04
Feb

Crowd

 

Isaiah 40:21-311 Corinthians 9:16-23Mark 1:29-39Psalm 147:1-12, 21c

Two weeks ago we buried the last of my mother’s five sisters.  Aunt Dorothy was gracious with great devotion to those she knew; she loved conversation and could make the simplest story humorous and interesting.  If you were in conversation with her, you were her full focus.  One of my favorites of her stories was her experience of preparing her son, my cousin, Jeff for college.

Other mothers were gathering single bed sheets and towels and notebooks, pens, and paper for their children who were headed to various colleges.  Aunt Dorothy was sewing coat hangers in the tails of tuxedos, constructing brightly colored paper Mache shoes, and purchasing a long list of grease paint supplies.  While other sons and daughters were headed to prestigious halls of academia, her son was going to clown college – he would go on to become one of the select few to make the cut for the “greatest show on earth” – the Barnum and Bailey Circus, fulfilling his lifelong dream of being a circus clown.  For two years , the mile-long circus train would be his home, travelling across country to hundreds of cities, bringing joy to mesmerized children and old folks.

There is truly a mystique in the smell of the grease paint and the roar of the crowd – the life of a circus clown.

In today’s Gospel lesson, Jesus’ ministry is beginning to feel a little bit like a circus.  As we continue our journey as described in Mark’s Gospel; we continue alongside Jesus and his disciples in these early stages of Jesus’ ministry, and we begin to sense the tension of the crowd pressing in on us.  Last week we read the account from Mark’s Gospel of Jesus’ very public rebuke of the unclean spirit as he was preaching in the crowded synagogue in Capernaum.  From that time, crowds grew and began to gather wherever he went.  As we continue in our study of Mark’s Gospel, we will encounter this theme of the crowd again and again.

After casting out the unclean spirit of the man in the synagogue, Jesus and the disciples went to the home of Simon Peter where Simon Peter’s mother-in-law was ill.  In the intimate scene, Jesus cured her and she rose up to serve.  Thus, Peter’s mother-in-law became Jesus’ first deacon.

Afterwards, we read: “the whole city was gathered around the door.  And he cured many who were sick with various diseases, and cast out many demons.” – the whole city – really?

With attention to these words, we might sense Jesus’ growing concern.  Jesus knew that his mission was not that of a magician, performing miracles and drawing the shallow adulation of the crowd – though that seemed to be the direction it might be taking.

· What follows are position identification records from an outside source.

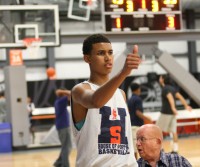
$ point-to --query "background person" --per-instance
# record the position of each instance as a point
(62, 122)
(135, 106)
(30, 108)
(2, 107)
(167, 120)
(149, 145)
(101, 121)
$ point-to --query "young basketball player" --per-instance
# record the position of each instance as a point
(101, 122)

Jesus knew that his mission was not that of a magician on stage or a clown in the circus; his mission was and is to proclaim the Gospel message – the Good News of redemption and salvation for all creation.  Jesus knew that his mission was not to draw the adoration of the crowd; his mission would be to bring healing salvation to God’s people one-by-one as exemplified in the healing of Peter’s mother-in-law.  He would not go into towns and cities simply to draw crowds and applause and move on; he would touch individuals, take them by the hand, and raise them up.

From the prophet Isaiah:

Those who wait for the Lord shall renew their strength,
they shall mount up with wings like eagles,

they shall run and not be weary,
they shall walk and not faint.

One by one, they would walk and not faint.

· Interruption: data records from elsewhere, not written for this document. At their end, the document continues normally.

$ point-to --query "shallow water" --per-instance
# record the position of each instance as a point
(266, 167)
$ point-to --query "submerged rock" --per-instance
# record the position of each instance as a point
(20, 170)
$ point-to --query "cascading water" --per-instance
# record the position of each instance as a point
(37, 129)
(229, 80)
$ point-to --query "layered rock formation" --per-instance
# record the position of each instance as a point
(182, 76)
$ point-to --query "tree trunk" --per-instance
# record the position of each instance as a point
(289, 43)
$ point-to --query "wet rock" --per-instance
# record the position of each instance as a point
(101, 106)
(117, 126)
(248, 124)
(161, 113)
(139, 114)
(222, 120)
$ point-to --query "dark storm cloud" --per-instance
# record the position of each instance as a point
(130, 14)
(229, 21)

When Jesus felt his mission seeming to become a circus, he went away while it was still dark to a deserted place to pray.  There in the quiet darkness Jesus would seek the guidance of his heavenly Father – guidance to continue his mission as God had intended – guidance in the face of the encroaching crowds – guidance within the darkness to see the faces of every member of that encroaching crowd, touching them and healing them one-by-one – intimate scenes of touching and speaking.

There is a lovely story recounted by the physician Richard Selzer in his book “Moral lessons, Notes on the Art of Surgery.”

I stand by the bed where a young woman lies, her face post-operative, her mouth twisted – palsy, clownish.  A tiny twig of the facial nerve, the one to the muscles of her mouth, has been severed … To remove the tumor in her cheek, I had cut the little nerve.  The young husband is in the room.  He stands on the opposite side of the bed, and together they seem to dwell in the evening lamplight, isolated from me, private…”Will my mouth always be like this?”  She asks.  “Yes,” I say, “it will.  It is because the nerve was cut.”  She nods and is silent.  But the young man smiles.  “I like it,” he says.  “It is kind of cute.”  He bends to kiss her crooked mouth, and I am so close that I can see how he twists his own lips to accommodate her, to show her that their kiss still works… I hold my breath and let the wonder in.[1]

Our lives can be such as circus; sometimes we feel strangled by the encroaching crowds; we become anxious and exhausted.  Jesus reminds us always to go to God in prayer, to seek his guidance in the darkness, to find his clarity of our call to ministry, to recognize we might be the only view of Jesus Christ that another might see.  One-by-one, away from the roar of the crowd; we need each other’s nearness.

One by one, with God’s help we shall mount up with wings like eagles, run and not be weary, walk and not faint.